Ve giderek 362 taneyi bulan İstanbul dergâhlarındaki haftanın belli gün ve gecelerinde yapılan âyin-i evliyâullah denen zikir merâsimlerinde her gün elliye yakın dergâhta 70 binlerce kelime-i tevhîd İstanbul semâlarına ve tabiidir ki Allah katına yükseldi (tasavvuf erbâbı dervişlerin kendi kişisel günlük kelime-i tevhîd tesbihâtı hariç) ve Cemâleddin Halvetî Hazretleri’nin dileği gerçekleşti. 1453′den 1925′e kadar tam 472 sene…
Türkiye’nin Madrid Büyükelçisi iken, Yahya Kemal Bey’e bir sohbet sırasında İstanbul’un nüfusunu sormuşlar. Üstad oldukça uzun bir müddet düşündükten sonra: “30 milyon civarındadır” diye cevap vermiş. “Aman efendim, bu mümkün değil, herhalde yanlışlıkla söylediniz” denilince de şöyle demiş: “Biz ölülerimizle birlikte yaşarız”.
İşte İstanbul’da Beykoz’dan Eyüp Sultan’a, Alibeyköy’den Üsküdar’a, Yeniköy’den Yedikule’ye kadar her semte yayılmış tekkelerin pek çoğunda bulunan hazîrelerin varlığı, bugün bir çok insanı psikolog ve psikiyatrise mecbur eden ölüm korkusunu yok eden bir olgu… Zaten tasavvuf, kişinin yalnızca dünya hayatını değil ebedî hayatını da tanzîmine yönelik değil midir?
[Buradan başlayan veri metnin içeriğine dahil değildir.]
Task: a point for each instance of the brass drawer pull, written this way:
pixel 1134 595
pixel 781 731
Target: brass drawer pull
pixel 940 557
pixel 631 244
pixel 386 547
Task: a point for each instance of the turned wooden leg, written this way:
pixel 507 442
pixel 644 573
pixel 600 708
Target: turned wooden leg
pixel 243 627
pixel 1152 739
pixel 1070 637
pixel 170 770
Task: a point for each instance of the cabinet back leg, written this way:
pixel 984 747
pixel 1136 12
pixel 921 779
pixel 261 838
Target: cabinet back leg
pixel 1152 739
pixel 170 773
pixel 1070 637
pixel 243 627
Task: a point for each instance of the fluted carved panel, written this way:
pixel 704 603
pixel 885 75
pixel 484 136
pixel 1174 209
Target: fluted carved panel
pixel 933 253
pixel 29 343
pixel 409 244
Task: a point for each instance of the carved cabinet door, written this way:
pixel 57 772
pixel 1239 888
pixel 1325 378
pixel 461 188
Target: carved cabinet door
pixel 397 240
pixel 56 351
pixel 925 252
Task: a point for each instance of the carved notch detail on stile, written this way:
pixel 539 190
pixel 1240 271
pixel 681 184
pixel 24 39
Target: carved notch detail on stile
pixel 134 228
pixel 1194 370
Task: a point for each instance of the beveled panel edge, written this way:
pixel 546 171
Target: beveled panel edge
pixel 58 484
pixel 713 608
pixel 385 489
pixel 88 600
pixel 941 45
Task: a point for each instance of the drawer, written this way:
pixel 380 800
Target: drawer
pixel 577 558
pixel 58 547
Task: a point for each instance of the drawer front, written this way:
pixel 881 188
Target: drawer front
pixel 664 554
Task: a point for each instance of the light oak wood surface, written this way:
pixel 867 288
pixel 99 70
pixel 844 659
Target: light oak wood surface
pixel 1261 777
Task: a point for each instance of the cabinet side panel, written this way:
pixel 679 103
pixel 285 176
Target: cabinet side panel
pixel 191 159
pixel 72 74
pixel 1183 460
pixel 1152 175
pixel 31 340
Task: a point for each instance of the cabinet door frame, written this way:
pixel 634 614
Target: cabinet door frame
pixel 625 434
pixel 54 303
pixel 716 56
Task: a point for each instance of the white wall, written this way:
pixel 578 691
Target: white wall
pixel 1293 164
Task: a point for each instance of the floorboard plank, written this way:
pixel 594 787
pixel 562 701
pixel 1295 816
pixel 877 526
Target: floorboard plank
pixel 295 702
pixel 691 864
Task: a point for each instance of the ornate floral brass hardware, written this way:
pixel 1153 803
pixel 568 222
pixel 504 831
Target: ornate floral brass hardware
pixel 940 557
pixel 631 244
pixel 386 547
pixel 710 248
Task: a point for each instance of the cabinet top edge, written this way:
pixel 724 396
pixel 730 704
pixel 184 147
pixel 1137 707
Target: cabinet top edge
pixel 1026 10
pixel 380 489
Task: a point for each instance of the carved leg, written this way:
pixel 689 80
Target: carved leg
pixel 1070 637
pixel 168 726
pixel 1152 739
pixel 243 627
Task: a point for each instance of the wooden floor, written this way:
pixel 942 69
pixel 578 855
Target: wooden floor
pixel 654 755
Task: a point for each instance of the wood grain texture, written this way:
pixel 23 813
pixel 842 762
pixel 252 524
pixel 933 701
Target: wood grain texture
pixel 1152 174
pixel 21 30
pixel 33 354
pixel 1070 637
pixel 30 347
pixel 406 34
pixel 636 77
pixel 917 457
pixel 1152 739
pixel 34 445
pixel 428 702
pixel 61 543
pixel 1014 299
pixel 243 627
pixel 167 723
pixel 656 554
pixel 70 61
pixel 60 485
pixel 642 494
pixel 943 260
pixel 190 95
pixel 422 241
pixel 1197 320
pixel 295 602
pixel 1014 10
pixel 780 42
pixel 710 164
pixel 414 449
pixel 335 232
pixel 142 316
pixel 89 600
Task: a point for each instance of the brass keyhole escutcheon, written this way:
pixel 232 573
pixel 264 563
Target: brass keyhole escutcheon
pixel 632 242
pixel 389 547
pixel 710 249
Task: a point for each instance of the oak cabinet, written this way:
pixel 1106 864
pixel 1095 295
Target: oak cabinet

Tasavvufun en önemi maddî görüntüsü olan tekke binasının bu kadar çok sayıda olması, bu binalardaki mürşid ve tabii ki mürîd sayısının da İstanbul’da, dünyadaki her şehirden daha çok olduğunun bir göstergesi. Ve İslâm tasavvufu, yalnızca bir inanç sistemi değil, fakat bir yaşam tarzı olduğu için tasavvuf, hayatın tâ içinde. Ve İstanbul’da da en çok sayıda. Bütün yaşam tarzlarını oluşturan en önemli olgu, kültür. Dünyanın en büyük tasavvuf erbâbı nüfusuna sahib İstanbul, tabiidir ki tasavvuf kültürünün en yoğun yaşandığı şehir. Topluma kalıcı ilim ve sanat eserleri kazandıran kişilerin ya bizzat tasavvuf erbâbı olduğu veya bir tasavvuf erbâbından terbiye gördüğü inkâr olunamaz bir gerçektir. Bu da tasavvuf kültürünün yalnızca tasavvuf erbâbıyla sınırlı olmayıp, bütün topluma etki eden bir kültür olduğunu gösterir.
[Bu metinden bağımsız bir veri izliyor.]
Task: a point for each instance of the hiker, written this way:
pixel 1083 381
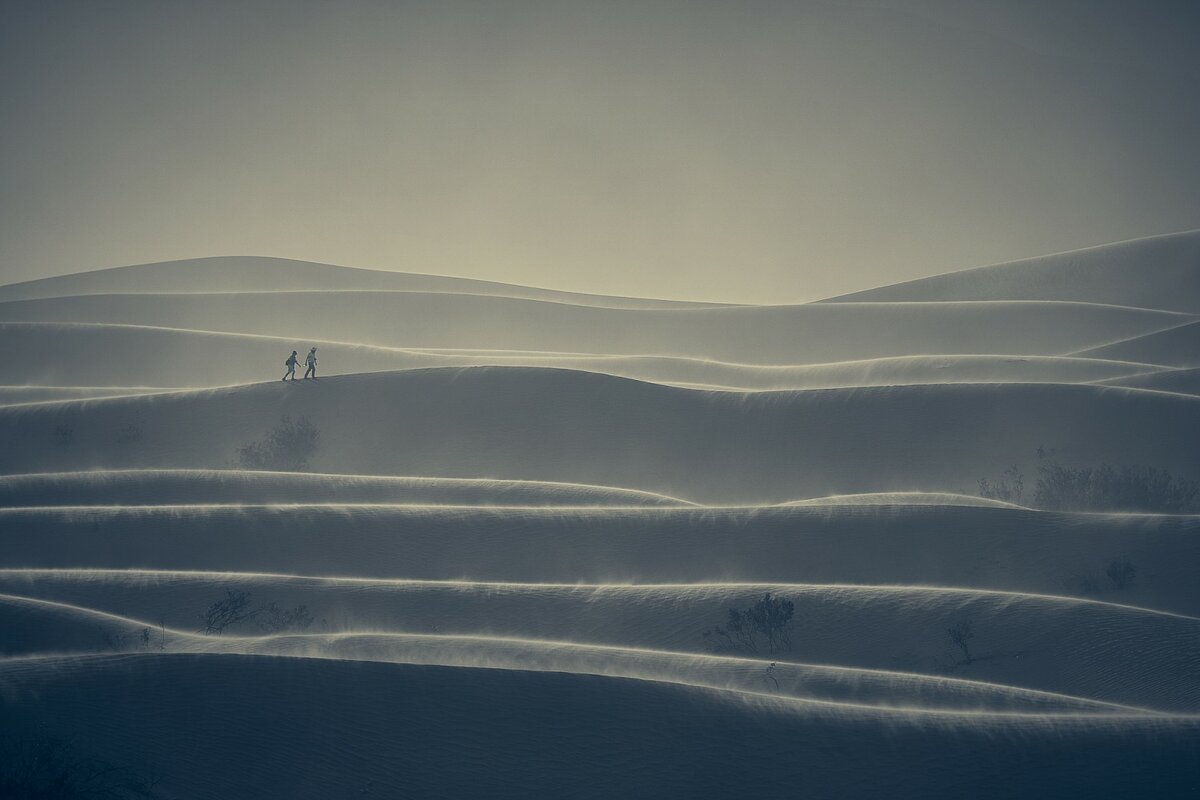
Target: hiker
pixel 312 365
pixel 291 364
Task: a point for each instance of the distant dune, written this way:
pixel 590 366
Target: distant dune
pixel 1186 382
pixel 261 274
pixel 513 563
pixel 396 729
pixel 160 487
pixel 1176 347
pixel 930 546
pixel 765 335
pixel 53 354
pixel 1153 272
pixel 550 425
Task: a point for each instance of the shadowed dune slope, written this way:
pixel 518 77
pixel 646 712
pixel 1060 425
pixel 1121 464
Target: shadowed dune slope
pixel 779 335
pixel 1152 272
pixel 261 274
pixel 49 627
pixel 1176 347
pixel 12 395
pixel 577 427
pixel 54 354
pixel 449 732
pixel 163 487
pixel 953 546
pixel 1092 650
2010 Avrupa Kültür Başkenti İstanbul, 1453′den beri zaten öyledir. Yalnızca tasavvuf kültürü açısından 2010 yılına bakalım. Mimarîden başladığımızda 1925′ten bu yana bir çok eser ortadan kalkmış olsa bile, 2010′da halâ, dünyanın en çok dergâh binasına sahip şehri İstanbul.